In parallel, the US president set about attacking and taking funds from elite private sector universities, with Harvard at the forefront, in an assault on the academic and research independence of higher education more broadly.
The New York Times first reported late on Thursday that the justice department had demanded that Ryan step down as part of an agreement to settle a civil rights investigation into the school’s diversity practices, as Trump further erodes the government agency’s distance from the White House by enlisting its investigative powers as part of his political agenda.
Ryan said in a letter, briefed to the Times by a source, that he was going to step down next year but “given the circumstances and today’s conversations” he had decided “with deep sadness” to resign now.

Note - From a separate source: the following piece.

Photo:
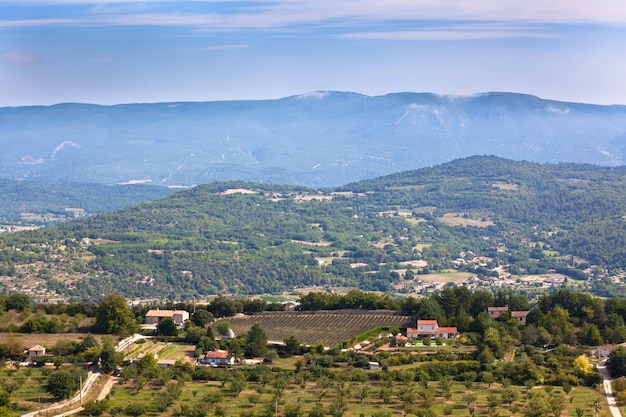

The justice department had reportedly told UVA that the government thought it was prioritizing race-based factors during its admissions process and other aspects of student life in a way that constitutes “widespread practices throughout every component and facet of the institution”.
Ryan’s removal is another example of the Trump administration using “thuggery instead of rational discourse,” Ted Mitchell, president of the American Council on Education, which represents university presidents, told the Associated Press.
“This is a dark day for the University of Virginia, a dark day for higher education, and it promises more of the same,” Mitchell said. “It’s clear the administration is not done and will use every tool that it can make or invent to exert its will over higher education.”
In a joint statement, Virginia’s Democratic senators said it was outrageous that the Trump administration would demand Ryan’s resignation over “‘culture war’ traps.” “This is a mistake that hurts Virginia’s future,” Senators Mark Warner and Tim Kaine said.
UVA is located in Charlottesville, and found itself in the global headlines early on in the first Trump administration when, in August 2017, hundreds of far-right demonstrators wielding torches and shouting racist slogans marched on to the historic campus ahead of a so-called Unite the Right rally in the small city, crowding towards a smaller group of counterprotesters.
The subsequent rally, to try to prevent the removal of Confederate statues from a park, was massive and became very violent as neo-Nazi groups gathered and attacked counterprotesters, then later a white supremacist drove a car into such a group and killed a woman.
Trump sparked uproar by blaming both sides for the violence, on the one hand and, on the other, saying: “You had people that were very fine people on both sides.”